Admittedly, there are big obstacles. Like the considerable regulatory hurdles whenever the BBC enters the commercial arena, and the fact that the Corporation knows as much about making mobile handsets as Nokia does about making television (although I’m sure Nokia execs would argue that point).

The latter issue isn’t a problem, anyway, as there are plenty of white-label manufacturers who’d be delighted to partner with the BBC. The former? Well, the optimist in me says it’s just a case of building a strong case for a BeebPhone’s public service benefits (the pessimist says a BeebPhone will never, ever happen, but I’m taking the positive approach in this column, dammit).

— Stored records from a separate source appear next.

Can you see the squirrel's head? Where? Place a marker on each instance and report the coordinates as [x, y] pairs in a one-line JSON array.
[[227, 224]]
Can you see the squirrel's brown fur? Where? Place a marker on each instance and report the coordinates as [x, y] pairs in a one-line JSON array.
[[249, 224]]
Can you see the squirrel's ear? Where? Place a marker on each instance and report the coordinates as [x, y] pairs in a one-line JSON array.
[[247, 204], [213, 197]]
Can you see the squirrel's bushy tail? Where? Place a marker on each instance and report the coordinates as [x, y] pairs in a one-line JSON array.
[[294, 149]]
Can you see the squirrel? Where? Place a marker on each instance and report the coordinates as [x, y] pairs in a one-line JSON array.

Anyway, here’s my reasoning behind the concept of a BeebPhone. Olinda’s social aspects would work just as well on a phone, which benefits from even better connectivity. Research from the likes of Nokia shows that people love listening to FM radio on their mobile phones, and although the UK’s first mobile DAB experiment didn’t go down too well (Virgin Mobile recently canned its service), it’s only a matter of time before DAB tuners make their way into phones.

But the really exciting thing about a BeebPhone would be iPlayer. It’s supposed to be available on a wide range of handsets, mind, but that noble aim got lost somewhere in the development process. Having its own handset would enable the BBC to tune and tweak a slick mobile iPlayer client, allowing people to watch their favourite shows on the phone.

This is, of course, just wild speculation that’ll never turn into an actual product, right? After all, the BBC doesn’t do hardware. Oh, except Olinda appears to show otherwise. If a DAB radio, why not a mobile handset?

Stuart Dredge is editor-in-chief of Tech Digest. He’d settle for a Men & Motors Phone if the BBC isn’t up to the job.